Desde Odismet esperan que pasada la pandemia la tendencia vuelva a valores positivos pero de momento la destrucción de empleo continuó en el primer trimestre de 2021. Para que las personas con discapacidad no queden fuera de la recuperación, la Fundación Once insta a que los fondos europeos no se olviden de su inclusión.

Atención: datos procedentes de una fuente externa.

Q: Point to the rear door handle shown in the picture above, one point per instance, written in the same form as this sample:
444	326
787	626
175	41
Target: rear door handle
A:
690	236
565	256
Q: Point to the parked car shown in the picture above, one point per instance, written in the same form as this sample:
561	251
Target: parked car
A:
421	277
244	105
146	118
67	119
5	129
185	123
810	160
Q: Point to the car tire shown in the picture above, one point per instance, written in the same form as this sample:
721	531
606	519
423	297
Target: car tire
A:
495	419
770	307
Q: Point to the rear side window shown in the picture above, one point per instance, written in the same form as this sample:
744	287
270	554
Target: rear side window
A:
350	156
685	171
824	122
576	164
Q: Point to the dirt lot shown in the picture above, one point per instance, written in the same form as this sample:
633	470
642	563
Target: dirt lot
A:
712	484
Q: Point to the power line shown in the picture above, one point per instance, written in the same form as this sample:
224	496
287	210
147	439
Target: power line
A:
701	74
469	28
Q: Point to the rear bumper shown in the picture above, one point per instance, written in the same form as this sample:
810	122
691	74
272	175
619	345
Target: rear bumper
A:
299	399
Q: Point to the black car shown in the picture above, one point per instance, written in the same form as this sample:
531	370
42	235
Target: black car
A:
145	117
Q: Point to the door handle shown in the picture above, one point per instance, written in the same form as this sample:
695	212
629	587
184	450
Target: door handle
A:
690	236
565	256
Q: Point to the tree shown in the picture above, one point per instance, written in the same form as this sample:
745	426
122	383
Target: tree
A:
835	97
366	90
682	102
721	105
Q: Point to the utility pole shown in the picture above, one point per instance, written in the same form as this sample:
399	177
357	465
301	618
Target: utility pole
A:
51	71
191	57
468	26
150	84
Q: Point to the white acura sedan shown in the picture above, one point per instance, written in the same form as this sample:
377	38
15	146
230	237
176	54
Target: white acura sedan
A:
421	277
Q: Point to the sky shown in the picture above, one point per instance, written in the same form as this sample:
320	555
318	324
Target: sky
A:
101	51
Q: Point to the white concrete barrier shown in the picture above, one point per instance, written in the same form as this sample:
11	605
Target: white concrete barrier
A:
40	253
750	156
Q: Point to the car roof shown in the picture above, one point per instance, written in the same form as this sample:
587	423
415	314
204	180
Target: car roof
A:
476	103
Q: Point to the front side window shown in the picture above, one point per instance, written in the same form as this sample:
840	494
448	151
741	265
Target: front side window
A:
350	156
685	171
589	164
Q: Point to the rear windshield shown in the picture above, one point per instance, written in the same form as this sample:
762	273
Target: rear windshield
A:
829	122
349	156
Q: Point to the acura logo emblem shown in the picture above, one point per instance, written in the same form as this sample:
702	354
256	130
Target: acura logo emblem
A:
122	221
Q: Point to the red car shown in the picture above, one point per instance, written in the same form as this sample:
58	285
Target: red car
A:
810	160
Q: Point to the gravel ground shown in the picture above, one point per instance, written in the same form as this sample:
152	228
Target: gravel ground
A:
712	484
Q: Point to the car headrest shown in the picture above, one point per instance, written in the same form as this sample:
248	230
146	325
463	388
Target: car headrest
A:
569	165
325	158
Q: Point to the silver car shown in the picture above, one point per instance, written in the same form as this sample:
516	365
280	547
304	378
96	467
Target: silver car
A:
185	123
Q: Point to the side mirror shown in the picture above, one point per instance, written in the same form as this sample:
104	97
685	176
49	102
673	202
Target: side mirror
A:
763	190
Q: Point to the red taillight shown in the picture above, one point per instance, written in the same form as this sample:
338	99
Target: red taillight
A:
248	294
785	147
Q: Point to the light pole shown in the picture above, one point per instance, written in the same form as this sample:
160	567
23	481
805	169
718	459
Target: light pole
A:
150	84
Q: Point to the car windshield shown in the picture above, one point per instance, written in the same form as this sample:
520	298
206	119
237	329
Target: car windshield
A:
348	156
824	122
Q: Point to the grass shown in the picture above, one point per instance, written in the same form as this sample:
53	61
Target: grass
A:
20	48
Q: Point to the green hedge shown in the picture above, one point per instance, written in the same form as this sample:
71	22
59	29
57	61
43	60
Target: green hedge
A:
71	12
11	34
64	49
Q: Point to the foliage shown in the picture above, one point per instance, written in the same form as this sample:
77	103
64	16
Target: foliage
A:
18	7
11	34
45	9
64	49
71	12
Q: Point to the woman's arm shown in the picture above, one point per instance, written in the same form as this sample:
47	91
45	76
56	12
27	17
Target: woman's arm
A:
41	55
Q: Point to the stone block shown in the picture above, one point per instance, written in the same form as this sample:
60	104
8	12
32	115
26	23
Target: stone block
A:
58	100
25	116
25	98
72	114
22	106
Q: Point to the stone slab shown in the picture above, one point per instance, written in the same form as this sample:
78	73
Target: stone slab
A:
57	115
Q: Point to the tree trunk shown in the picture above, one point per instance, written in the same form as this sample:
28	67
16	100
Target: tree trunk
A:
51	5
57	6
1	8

Jorge Abad trabajaba como delineante cuando en 2008 un accidente de tráfico le dejó unas secuelas neurológicas que le llevaron a tener que cambiar de profesión. "Al principio el impacto es negativo. Después ves que las reglas del juego han cambiado pero hay que seguir jugando. No tenía carrera superior y decidí estudiar Relaciones Internacionales", relata. Ese cambio le permitió entrar en una multinacional, con un puesto de "gran responsabilidad", lo que valora como una mejora. Allí encadenó sustituciones durante dos años, hasta que la ley le impidió seguir y ante la imposibilidad de un contrato indefinido, se quedó en paro en octubre de 2019. "El problema ahora es que no hay trabajo para nadie y no se ofertan muchos puestos de titulación superior", apunta. Con un grado del 33% afirma que nunca se ha sentido discriminado a la hora de optar a un empleo y remarca que el mundo de la discapacidad es muy diverso: "Yo lo paso mal con un portátil pero si tengo una pantalla normal y una luz adecuada... Quiero luchar como el resto y tener las mismas oportunidades".

"Tengo dolores las 24 horas del día y convivir con ello agota. La medicación no me lo quita. Es para momentos muy críticos", relata Águeda López a las puertas de la residencia de mayores Altagracia de Boadilla del Monte (Madrid), donde trabaja como animadora sociocultural desde septiembre. Aquí llegó a través de la Fundación Once tras seis años en paro. Esta profesora de infantil dejó su empleo después de dar a luz y cuando quiso volver a él vio que el cuerpo no le respondía. A la fibromialgia se sumaba una operación de espalda que limitaba su movilidad. Por ello tiene reconocida una discapacidad del 37% que ahora lucha por ampliar al haber sido diagnosticada del Síndrome de Cushing, una enfermedad rara que le provoca insuficiencia suprarrenal. "Levantarme de la cama cada día es un esfuerzo pero venir a trabajar me anima. Aquí se adaptan a mis circunstancias y me siento útil", dice y lanza un mensaje: "Hay que sensibilizar a la gente para que no nos prejuzgue ni nos trate de vagos. Hay discapacidades que no se ven pero el dolor va por dentro".

¿Cómo se puede reconducir la situación? Por la vía de la formación. Es un reto porque las diferencias son muy grandes, sobre todo en los extremos. El 4,5% de las personas con discapacidad no tiene estudios y el 16,9% tiene formación superior, frente al 0,4 y el 36,4% respectivamente de la población general. Pero también es una oportunidad. Se está dando una transformación tecnológica del mercado laboral que abre la puerta a empleos a los que estas personas se deben sumar.

¿Esa transformación podría dejarles atrás? Hay preocupación porque la brecha digital es tremenda. La recuperación económica tiene que pasar por elevar la formación en todos los sentidos pero apostando por la parte digital desde un punto de vista amplio. El 81% de las personas con discapacidad trabaja en el sector servicios, de ahí que hayan sufrido con mayor impacto la crisis.

¿Las empresas están concienciadas? Cada vez más pero queda trabajo por hacer, sobre todo posiblemente en las pymes. El hecho de los contratos bonificados no debe ser el elemento fundamental para la contratación sino lo que pueden aportar. Su presencia tiene que ser algo natural, en cualquier ámbito. Se trata de ajustar la persona al puesto adecuado.

¿Pueden hacer más las administraciones? Sí. ¿Por qué los contratos indefinidos han pasado del 16-18 al 9%? ¿Antes funcionaban las ventajas para emplear a personas con discapacidad y ahora no?¿Cumplen las empresas la cuota de reserva? Posiblemente sí, pero no lo sabemos. Las estadísticas sobre discapacidad adolecen de actualización.